702.0641D/11

The Chargé in the Irish Free State ( Denby ) to the Secretary of State

No. 10

Sir: I have the honor to refer to the Department’s instruction No. 278 of March 20, 1934, regarding the payment, by consular officers stationed in the Irish Free State, of the road tax for motor vehicles and the drivers’ license tax.

Diplomatic officers stationed in the Irish Free State are exempt from the payment of the above taxes but the Department of External Affairs has consistently refused to extend the same privilege to consular officers. The position taken by the Department of External Affairs is that the privileges extended consular officers here already are more extensive than those extended in most other countries. The Department of External Affairs points out, for instance, that foreign consular officers stationed in the Free State are accorded the privilege of importing duty free anything they desire for their own use not only on their first arrival but throughout their period of duty. This includes the privilege of importing gasoline without payment of the high current duty of approximately sixteen cents per gallon.

The road tax for motor vehicles here, as in Great Britain, amounts to one pound sterling per horse power per year which undoubtedly adds greatly, for consular officers and others who pay the tax, to the cost of maintaining automobiles in the Free State. On a 24 horse power Ford car, for example, the tax would be £24 a year. The Legation is informed that Consul B. M. Hulley of the American Consulate General in Dublin has had to put his car into dead storage as a measure of economy and that Mr. Leslie Woods, the American Consul in Cork, for the time being is without any at all, for reasons of economy.

On receipt of the Department’s instruction, the Legation, on April 7, 1934, again took up the question with the appropriate official of [Page 999] the Department of External Affairs and pressed for relief for American consular officers from this heavy tax—which has no equivalent in the United States. The Legation was informed however that there had been no change in the matter since it was broached before; that President de Valera himself had decided that it did not seem feasible to afford relief for the calendar year 1934; and that the whole question of diplomatic and consular immunities was being intensively examined by the competent Free State authorities with a view to seeing what adjustments could be made and what relief could be granted—on the basis of reciprocity and in harmony with tax conditions in other countries. This statement, of course, may have been made in good faith with a sincere desire to help foreign consular officers in the Free State and on the other hand it may be a way of gaining time and postponing a final reply in the negative.

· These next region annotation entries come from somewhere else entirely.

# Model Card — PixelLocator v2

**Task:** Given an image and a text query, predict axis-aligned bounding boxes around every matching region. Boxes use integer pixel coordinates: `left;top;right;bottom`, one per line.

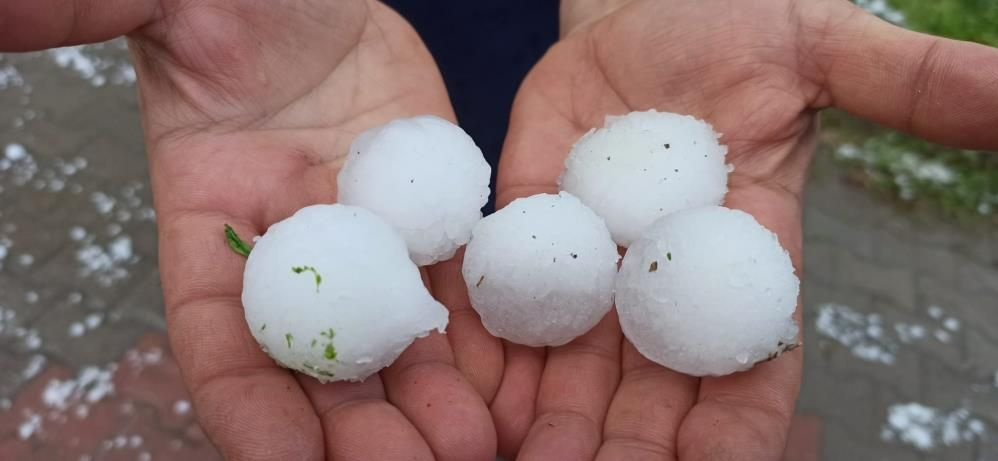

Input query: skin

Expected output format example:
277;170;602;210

491;0;998;461
0;0;501;461
0;0;998;461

. . . . . . . . . . . . . .

As to the French Consul in Dublin the situation is as follows: A French Consul is attached to the French Legation here. He is granted exemption from the tax on the ground of his diplomatic status as a member of the staff of the French Minister. There was a French Consulate in Dublin until the French Legation was established and the Consulate was thereupon abolished.

The other consuls either pay the tax or do not own cars.

The Legation believes that the French solution of the difficulty, as outlined above, is not without merit. If the Department were to find it possible to attach American Consular Officers in Dublin to the staff of the Chief of the Mission and so make them a part of the diplomatic mission here there should be no trouble in obtaining from the Free State Government the immunities desired.